In the key findings of the due diligence report the lawyers indicate all the found problems, determine the level of their risk and suggest the solution – to provide with the appropriate documents, to make necessary payments, to restate charter in new version etc. There cases where the risk is not curable, thus, it is recommended to include it as a condition precedent or any closing in the sale and purchase agreement (SPA) of the SPV. Incurable risk can also be a subject of negotiation between the purchaser of the SPV and the seller to reduce the transaction price.

The greatest attention of the due diligence report is paid to the Real Estate and Land part. For the purposes of the solar power plant (SPP) or biomass/biogas project construction, generally one or several long term lease agreements are concluded by the SPV. In controversy, the wind power plants (WPP) require long term lease agreements for placing each wind turbine of the WPP and additional servitude agreements for transportation of construction, construction, reconstruction, overhaul, placement of structures of supporting structures of overhead power lines, transformer substations, distribution points, devices, underground cables, conducting of research and other works for the construction of power lines etc. The above mentioned objects attached to the servitude agreements can be constructed on the lands without changing the designated use of the land into energy lands and servitude agreements will be enough to construct power lines, for example.

The other energy objects must be constructed at the lands with target designation of land as ‘industrial, transport, communication lands, lands of energetics, defense and other designation’. When the lawyers identify that the target designation of the land plots was changes from agricultural to non-agricultural lands, the SPV shall provide with a certificate or conclusion/report on the qualitative rich soil layer as is required by the law.

In case the target designation of the land plots was changed with violation of legal requirements, it can lead to the invalidation of resolutions on transfer of the land plots into lease and as the result to the invalidation of the land lease agreements on the whole.

It is also necessary to check whether the lands (that previously were for commercial agricultural production) are not the subject of moratorium, existing under the Land Code of Ukraine. If the transfer of the land plot from the previous owner to the SPV is made in contrary to the moratorium requirements, such transfer can be invalidated by the interested party as well.

It is recommended to pay attention on the land lease agreements that should be executed in accordance with the Model Land Lease Agreement approved by Decree of the Cabinet of Ministers of Ukraine "On approval of the Model Land Lease Agreement" No. 220 dated 03 March 2004 with all necessary annexes and essential terms (lease object (cadastral number, locality, size of the land plot); term of the land lease agreement; land lease payment). In case of any discrepancies, it is advisable to conclude additional agreements to land lease agreement adding necassarry information hereto.

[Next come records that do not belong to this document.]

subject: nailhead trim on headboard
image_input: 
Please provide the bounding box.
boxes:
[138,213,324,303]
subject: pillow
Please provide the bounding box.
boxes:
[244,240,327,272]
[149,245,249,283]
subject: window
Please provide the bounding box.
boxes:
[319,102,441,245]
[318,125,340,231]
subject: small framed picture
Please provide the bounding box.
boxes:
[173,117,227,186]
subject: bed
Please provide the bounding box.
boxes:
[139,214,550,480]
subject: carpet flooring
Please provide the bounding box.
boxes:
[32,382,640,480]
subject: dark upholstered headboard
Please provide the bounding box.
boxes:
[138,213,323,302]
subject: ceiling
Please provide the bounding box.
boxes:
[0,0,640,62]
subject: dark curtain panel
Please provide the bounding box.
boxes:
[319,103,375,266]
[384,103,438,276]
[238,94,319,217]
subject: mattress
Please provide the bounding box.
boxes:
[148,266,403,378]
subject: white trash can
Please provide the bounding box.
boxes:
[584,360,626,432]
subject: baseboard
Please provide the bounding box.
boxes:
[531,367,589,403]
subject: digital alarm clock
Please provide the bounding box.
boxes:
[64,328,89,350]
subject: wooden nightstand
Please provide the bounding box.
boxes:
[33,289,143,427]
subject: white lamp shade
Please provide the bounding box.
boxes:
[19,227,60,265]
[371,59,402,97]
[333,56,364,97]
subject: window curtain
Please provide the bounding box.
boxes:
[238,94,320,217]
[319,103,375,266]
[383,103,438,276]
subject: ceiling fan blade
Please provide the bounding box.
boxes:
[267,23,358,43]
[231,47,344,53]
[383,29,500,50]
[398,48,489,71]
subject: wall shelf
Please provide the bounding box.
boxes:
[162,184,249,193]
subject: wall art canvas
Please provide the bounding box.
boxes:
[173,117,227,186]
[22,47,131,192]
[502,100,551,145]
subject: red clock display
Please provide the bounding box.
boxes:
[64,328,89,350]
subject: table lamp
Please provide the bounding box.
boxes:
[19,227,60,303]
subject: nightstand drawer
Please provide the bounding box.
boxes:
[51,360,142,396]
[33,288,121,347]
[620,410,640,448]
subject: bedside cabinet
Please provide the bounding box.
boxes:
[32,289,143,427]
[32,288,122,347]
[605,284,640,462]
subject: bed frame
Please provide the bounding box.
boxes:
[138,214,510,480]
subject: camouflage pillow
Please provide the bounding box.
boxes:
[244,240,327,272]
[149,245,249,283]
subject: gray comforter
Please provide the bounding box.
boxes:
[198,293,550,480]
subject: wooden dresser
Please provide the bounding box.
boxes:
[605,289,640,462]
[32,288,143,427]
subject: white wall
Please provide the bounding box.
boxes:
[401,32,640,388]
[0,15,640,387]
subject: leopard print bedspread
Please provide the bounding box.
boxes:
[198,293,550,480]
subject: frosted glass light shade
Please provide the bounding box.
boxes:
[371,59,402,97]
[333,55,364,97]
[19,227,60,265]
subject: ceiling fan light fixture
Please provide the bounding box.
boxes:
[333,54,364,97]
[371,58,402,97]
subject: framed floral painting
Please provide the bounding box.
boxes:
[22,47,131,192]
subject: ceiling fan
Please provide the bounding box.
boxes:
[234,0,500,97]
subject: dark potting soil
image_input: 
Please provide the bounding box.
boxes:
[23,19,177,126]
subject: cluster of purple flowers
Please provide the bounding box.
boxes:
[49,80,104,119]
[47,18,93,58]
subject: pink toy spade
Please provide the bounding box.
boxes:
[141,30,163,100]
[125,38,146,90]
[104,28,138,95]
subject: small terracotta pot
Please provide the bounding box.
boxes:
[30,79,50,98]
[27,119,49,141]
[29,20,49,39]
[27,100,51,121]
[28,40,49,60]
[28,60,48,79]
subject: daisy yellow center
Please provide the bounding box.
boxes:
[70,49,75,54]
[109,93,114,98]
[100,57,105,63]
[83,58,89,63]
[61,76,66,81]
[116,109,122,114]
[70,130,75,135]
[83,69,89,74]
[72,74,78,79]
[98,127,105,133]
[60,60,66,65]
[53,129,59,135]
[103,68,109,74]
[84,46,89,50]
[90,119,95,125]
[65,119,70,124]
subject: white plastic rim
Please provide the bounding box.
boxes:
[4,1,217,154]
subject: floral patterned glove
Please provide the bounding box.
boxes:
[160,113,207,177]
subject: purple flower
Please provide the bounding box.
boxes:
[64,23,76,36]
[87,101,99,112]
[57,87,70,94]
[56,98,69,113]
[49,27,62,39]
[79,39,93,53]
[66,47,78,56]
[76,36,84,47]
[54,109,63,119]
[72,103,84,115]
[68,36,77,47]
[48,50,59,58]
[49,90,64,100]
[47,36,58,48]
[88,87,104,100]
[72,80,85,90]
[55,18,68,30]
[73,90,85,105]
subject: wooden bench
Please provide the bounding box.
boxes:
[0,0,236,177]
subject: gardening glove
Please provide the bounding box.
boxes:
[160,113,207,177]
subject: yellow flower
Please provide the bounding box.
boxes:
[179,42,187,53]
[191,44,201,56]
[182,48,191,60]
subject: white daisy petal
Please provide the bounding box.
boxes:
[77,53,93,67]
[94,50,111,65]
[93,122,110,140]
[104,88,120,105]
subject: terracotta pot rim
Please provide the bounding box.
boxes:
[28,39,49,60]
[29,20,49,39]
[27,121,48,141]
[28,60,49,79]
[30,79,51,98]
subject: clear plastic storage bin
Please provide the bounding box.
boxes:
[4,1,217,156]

The other painful and long-term issue for the investor is preparing the detailed plan of the territory (DPT) where the alternative energy project will be located. Generally, it is forbidden to transfer land plots from the state or communal property without the approved DPT. Unfortunately, the most of Ukrainian cities and villages cannot boast of the approved DPT, therefore the burden to its development rests mainly on the investors. Moreover, the public hearings of the draft DPT is an important event that must be properly organized and conducted prior to its final approval (that is also investor’s problem). Approval of the DPT without holding public hearings on consideration of public interests is expressly prohibited, otherwise the transfer of the land plot to the SPV can be invalidated. There are many projects when the DPT is already officially approved, but public hearings have not been held, so this fault cannot be remedied. It should be recommend that the sellers under the SPA indemnify the purchaser from any claims, liabilities, penalties, costs, expenses and legal fees connected to DPT's dismissal due to its defects connected to organization and conduction of public hearings. 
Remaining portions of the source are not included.